Do you Know Misinterpretation of Cognitive Dissonance Message can Ruin Your Marriage or Relationship?

The term 'cognitive dissonance' means the discomfort of person when his/her self-image collides with reality. Some of you might think it is a new aspect of life, but, in reality, we all, frequently feel this discomfort or witness it in our loved ones. A person’s self-image is based on values and beliefs, and he/she is demanded to work or act outside his/her value’s boundaries.

For example, a husband holds his self-image that he is compassionate and a good listener. One day things at his office don't go too well and he reaches home completely exhausted.  At this moment  his wife (who was waiting for him) complaints that the washing machine is no more working because he didn’t switch it off correctly, last night.

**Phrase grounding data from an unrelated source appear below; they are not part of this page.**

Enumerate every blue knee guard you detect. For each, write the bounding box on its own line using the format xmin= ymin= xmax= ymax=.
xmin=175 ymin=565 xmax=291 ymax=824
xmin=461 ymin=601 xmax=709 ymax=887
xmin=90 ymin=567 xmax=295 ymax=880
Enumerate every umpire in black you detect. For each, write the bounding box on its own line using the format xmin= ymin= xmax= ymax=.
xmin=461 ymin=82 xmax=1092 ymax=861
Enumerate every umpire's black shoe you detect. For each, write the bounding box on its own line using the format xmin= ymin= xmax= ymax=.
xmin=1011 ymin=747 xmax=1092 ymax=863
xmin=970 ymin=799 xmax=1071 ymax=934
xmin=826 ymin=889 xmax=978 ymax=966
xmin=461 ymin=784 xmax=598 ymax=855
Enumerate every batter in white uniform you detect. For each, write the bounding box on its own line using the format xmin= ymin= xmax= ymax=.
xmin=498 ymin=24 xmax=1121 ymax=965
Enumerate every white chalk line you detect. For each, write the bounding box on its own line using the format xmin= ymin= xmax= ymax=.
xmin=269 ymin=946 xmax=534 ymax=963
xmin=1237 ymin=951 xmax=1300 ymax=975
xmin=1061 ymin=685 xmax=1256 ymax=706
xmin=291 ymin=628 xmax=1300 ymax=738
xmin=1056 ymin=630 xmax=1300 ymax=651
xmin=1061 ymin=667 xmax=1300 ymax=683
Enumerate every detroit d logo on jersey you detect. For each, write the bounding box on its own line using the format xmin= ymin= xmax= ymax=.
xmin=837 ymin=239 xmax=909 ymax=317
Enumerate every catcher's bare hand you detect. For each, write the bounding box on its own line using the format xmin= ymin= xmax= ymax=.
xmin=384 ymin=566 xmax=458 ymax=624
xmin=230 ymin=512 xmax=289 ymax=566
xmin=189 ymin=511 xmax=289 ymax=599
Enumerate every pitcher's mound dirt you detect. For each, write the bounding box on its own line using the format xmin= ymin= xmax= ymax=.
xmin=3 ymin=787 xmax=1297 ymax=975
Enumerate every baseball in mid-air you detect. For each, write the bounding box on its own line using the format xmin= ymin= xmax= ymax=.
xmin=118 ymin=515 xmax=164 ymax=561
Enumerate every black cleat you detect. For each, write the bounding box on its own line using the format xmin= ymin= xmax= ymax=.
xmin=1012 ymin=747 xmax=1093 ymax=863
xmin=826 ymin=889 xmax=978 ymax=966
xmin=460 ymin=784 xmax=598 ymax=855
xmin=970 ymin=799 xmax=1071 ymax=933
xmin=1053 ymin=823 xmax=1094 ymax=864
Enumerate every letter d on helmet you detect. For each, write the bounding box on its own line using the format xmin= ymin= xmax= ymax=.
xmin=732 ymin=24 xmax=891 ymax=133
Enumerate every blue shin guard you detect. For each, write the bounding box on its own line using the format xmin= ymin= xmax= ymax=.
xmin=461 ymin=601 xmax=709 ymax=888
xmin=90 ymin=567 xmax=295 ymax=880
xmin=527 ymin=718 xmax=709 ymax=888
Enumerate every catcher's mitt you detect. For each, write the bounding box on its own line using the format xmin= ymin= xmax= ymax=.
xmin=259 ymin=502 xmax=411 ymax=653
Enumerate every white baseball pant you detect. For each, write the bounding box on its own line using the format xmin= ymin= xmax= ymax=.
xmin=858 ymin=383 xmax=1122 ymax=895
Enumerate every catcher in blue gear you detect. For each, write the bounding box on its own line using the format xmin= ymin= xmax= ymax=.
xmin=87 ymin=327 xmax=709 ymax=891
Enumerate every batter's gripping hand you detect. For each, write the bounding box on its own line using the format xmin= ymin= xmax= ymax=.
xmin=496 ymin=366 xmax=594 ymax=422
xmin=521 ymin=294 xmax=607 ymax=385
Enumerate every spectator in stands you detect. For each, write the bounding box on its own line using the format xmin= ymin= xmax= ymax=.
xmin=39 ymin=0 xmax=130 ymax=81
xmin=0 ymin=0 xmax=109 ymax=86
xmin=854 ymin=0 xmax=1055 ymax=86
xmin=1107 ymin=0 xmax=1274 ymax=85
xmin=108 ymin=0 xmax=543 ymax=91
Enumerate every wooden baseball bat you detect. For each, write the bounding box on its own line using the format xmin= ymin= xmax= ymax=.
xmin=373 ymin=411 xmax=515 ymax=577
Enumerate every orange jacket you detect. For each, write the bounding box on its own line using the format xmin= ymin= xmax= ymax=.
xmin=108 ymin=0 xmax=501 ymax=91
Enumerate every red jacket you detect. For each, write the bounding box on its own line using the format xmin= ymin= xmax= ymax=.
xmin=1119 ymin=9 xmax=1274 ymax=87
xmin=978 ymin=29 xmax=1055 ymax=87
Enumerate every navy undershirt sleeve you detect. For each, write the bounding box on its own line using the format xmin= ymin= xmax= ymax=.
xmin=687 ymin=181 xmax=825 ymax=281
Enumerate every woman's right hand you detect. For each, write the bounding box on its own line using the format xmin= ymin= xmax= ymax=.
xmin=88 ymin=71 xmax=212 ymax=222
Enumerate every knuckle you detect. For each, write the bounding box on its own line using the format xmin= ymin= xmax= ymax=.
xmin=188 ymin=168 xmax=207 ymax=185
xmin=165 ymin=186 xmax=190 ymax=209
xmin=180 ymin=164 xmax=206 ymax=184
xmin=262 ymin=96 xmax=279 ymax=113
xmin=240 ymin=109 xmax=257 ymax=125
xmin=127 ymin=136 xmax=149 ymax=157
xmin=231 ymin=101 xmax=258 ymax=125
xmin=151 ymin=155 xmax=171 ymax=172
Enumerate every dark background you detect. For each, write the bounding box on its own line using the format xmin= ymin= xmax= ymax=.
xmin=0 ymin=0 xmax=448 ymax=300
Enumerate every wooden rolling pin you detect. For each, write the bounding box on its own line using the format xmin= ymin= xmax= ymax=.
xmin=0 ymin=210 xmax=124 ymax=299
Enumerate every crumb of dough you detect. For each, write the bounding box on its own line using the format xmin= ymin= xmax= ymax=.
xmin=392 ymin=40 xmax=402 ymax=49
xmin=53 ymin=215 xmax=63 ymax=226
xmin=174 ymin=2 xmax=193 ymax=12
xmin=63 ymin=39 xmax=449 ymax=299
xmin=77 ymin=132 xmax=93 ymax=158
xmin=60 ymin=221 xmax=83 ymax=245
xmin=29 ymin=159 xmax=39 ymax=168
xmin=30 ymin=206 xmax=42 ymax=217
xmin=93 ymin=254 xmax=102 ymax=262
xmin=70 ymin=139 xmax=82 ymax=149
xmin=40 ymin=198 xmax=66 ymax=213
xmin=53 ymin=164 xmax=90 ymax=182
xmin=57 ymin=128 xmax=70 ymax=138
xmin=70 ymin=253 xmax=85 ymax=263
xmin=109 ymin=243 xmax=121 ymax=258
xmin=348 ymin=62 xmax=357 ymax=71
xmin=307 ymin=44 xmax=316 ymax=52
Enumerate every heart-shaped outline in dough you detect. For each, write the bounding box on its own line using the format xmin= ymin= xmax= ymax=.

At this moment, this husband may face the conflict between his self-image and current reality. He may ask himself:  “I am a loving and compassionate person. Yet I am not loving and compassionate with my wife at this moment. Therefore, there must be something wrong with my wife- she must be selfish, irrational, ignorant, unworthy, abusive, etc.”

That is how judgements from a misinterpretation of a message of cognitive dissonance ruins an intimate relationship and marriages. 

Remember, it's not easy to avoid the trap of cognitive dissonance in intimate relationships. Instead of asking what is wrong with your partner, ask, what in me is making it hard to be compassionate right now. The answer will almost always be guilt (I should have informed her that I am too tired today so she could understand me at this moment).